DRM has had a hard time developing as a market, for several reasons. Online emulations of offline content models have been very rough from the perspectives of user convenience and support for some usage modes that are legally protected or that users have come to expect, which we will examine later. There is also an ingrained notion in consumer behavior (and, some feel, in legal precedent as well) that people should be allowed to do what they wish with digital content products, without fear of being controlled or monitored -- as DRM technology can do.

Yet at the same time, the networked digital paradigm has opened up the possibilities of "do what they wish" to include rampant, unrestricted, perfect copying, and IP owners need to be able to control that. Therefore, DRM continues to develop toward giving users convenient, seamless experiences along with guarantees of privacy.

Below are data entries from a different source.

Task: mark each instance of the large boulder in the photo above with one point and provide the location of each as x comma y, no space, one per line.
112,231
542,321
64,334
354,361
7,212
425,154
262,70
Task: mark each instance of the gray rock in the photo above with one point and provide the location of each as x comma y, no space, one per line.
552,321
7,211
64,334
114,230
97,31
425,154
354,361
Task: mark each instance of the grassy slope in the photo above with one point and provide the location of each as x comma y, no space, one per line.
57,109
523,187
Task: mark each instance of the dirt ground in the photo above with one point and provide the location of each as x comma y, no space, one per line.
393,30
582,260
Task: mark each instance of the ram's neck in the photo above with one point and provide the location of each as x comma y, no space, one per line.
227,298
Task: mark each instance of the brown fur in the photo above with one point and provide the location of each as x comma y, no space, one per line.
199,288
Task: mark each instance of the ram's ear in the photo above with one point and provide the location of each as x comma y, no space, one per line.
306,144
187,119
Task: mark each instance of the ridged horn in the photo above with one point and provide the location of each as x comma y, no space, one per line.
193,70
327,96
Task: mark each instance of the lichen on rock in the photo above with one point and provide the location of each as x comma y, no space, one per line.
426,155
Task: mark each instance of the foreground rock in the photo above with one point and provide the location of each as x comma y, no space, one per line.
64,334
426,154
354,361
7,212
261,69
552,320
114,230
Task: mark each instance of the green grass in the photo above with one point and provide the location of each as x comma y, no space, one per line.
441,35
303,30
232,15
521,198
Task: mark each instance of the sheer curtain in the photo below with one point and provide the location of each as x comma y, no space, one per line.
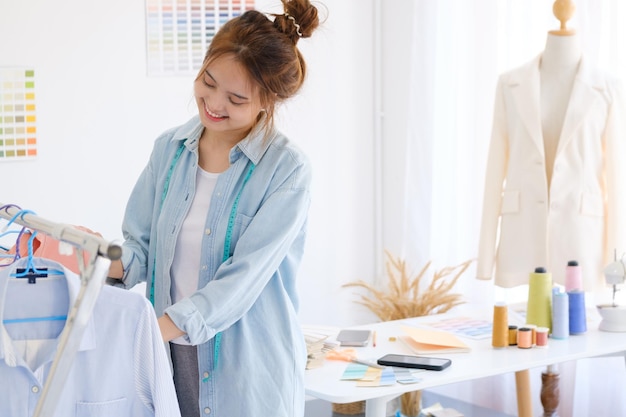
458,49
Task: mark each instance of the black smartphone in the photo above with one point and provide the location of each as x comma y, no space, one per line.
419,362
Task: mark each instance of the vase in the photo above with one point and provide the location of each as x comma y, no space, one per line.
411,403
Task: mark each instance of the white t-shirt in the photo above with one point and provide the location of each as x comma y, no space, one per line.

The Gulf between P2P and DRM

The way various advocacy groups portray it, DRM and P2P are polar opposites. To IP owners, P2P offers open invitations to copyright infringement and rampant theft of intellectual property, while DRM is the only way to keep the Internet from killing the media industry. To consumer advocates and some others, P2P is natural outgrowth of the "open" functionality of the Internet, while DRM represents the media industry's attempts at playing "Big Brother" and controlling user behavior in ways that are inconsistent with the balance of interests embodied in intellectual property law.

As a result, there is a lot of posturing on both sides of the issue, as people from both sides work to get sympathetic ears from technology implementers, legislators, and the news media.

We can hope that everyone will see both DRM and P2P for what they are and are not, and get on with the business of using both to their advantage.

The reality, of course, is that both DRM and P2P are sets of capabilities, and they are far from mutually exclusive. As we will see, P2P functionality is key to implementing important new business models for content -- models that IP owners ignore at their long-term peril. At the same time, DRM is necessary to close at least the larger holes that P2P creates in IP owners' ability to profit from their IP. We can hope that once both sides finally get past the rhetoric, everyone will see both DRM and P2P for what they are and are not, and get on with the business of using both to their advantage.



[1] See, for example, Proceedings: Technological Strategies for Protecting Intellectual Property in the Networked Multimedia Environment, 1994, http://www.cni.org/docs/ima.ip-workshop/.

[2] For more details, see Bill Rosenblatt et al, Digital Rights Management: Business and Technology, John Wiley & Sons, 2001, Chapter 5.